What was he going to do? If Y/n knew about his being Spider-Man, then that could only mean bad news for her. He didn’t want her to get hurt because of him, and he didn’t know if he could live with himself if something happened. Peter scoffed. He felt like Mr. Stark for even thinking that. But he didn’t even know her that well. All he knew was that her name was Y/n Y/l/n and that she was in the same grade as him. She lived by herself and would sometimes sing at a coffee shop and mostly always kept to herself at school; it wasn’t much.
He rubbed a gloved hand over his face, letting out another sigh. He really wished he had gotten a sandwich at Delmar’s right about now. Why didn’t he get his number 5? Peter shrugged and got to his feet. Oh well. Hope Mr. Delmar wouldn’t mind getting a visit from a superhero.
Y/n lost Peter in the school crowd.
After the school bell rang, he shot up out of his seat so fast, Y/n was sure he was a ghost. Because he disappeared in the blink of an eye. You huffed as you gathered your things and left the classroom and into the crowd. It was still raining outside, you noticed when you walked outside.
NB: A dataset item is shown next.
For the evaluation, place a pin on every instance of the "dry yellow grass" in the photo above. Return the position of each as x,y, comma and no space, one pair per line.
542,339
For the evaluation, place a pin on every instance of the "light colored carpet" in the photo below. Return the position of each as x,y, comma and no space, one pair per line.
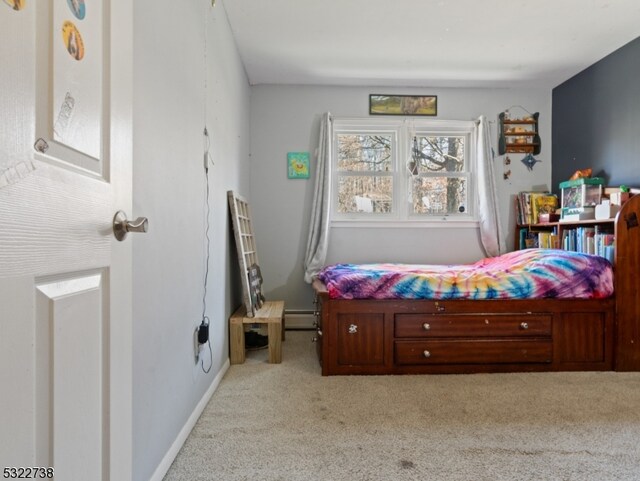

Huffing in annoyance, you crossed your arms and hunched your shoulders. The rain kept coming down as you headed to the Buttercup, but it luckily wasn’t as heavy as earlier. Entering the Buttercup, you slumped in your usual seat and let out a groan.
“Everything okay sweetie?” Jolie asked while drying a mug.
“No, not really.” you replied.
“Why?”   
“I’ll explain later.”
“Okay.” She didn’t even look up from her mug. “How was your day?” she asked.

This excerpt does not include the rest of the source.